Engineering for biosynthesis of ectoine (2-methyl 4-carboxy tetrahydro pyrimidine) in tobacco chloroplasts leads to accumulation of ectoine and enhanced salinity tolerance

Abstract

Ectoine is a non-accumulated compatible solute in many halophilic bacteria. Its biosynthesis originates from l-aspartate β-semialdehyde and requires three enzymes: l-2,4-diaminobutyric acid aminotransferase (gene: ect B), l-2,4-diaminobutyric acid acetyl transferase (gene: ect A) and l-ectoine synthase (gene: ect C). Twenty-four transgenic tobacco plants, generated for biosynthesis of ectoine in the chloroplasts, showed no phenotypic abnormality. NMR detected the accumulation of ectoine.
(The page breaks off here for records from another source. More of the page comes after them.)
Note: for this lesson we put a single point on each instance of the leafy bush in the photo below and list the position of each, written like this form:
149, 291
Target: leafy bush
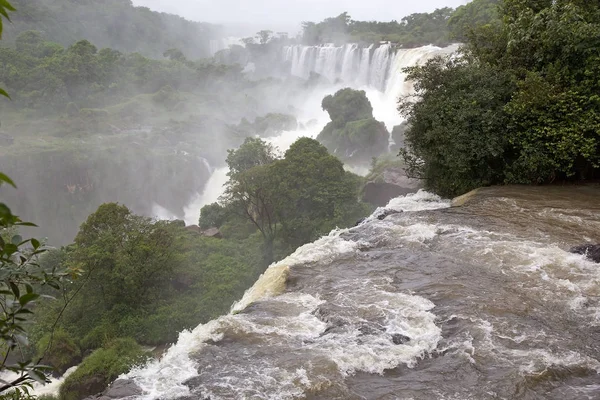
101, 367
353, 133
59, 350
520, 105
Eight out of the 15 transgenic plant lines capable of growth and germination in plant media fortified with 300 mM additional NaCl in the growth room maintained at 22–24 °C were randomly selected for the dual salinity and temperature stress experiments at peak summer temperatures in the greenhouse. Salinity stress was administered for the span of three stress cycles, by placing the plant pots in trays filled with distilled water fortified with 250 mM NaCl for 1 week followed by 1 week of normal watering. Five of the eight lines were capable of growth, flowering and seed setting despite these conditions. These transgenic lines showed significantly higher accumulation of proline and phenol and also higher activities of peroxidase, polyphenol oxidase, catalase and phenylammonia lyase. Decline in the activity of glutamate dehydrogenase after the second stress cycle was evident. In addition, preservation of the activity and integrity of Rubisco, higher rates of photosynthesis and greater membrane stability as compared to SR1 controls and the three less tolerant transgenic lines was also evident. Targeting the biosynthesis of ectoine to chloroplasts confers salinity and temperature stress tolerance on the transgenic plants. It may also be a viable alternative for bulk production of this compound.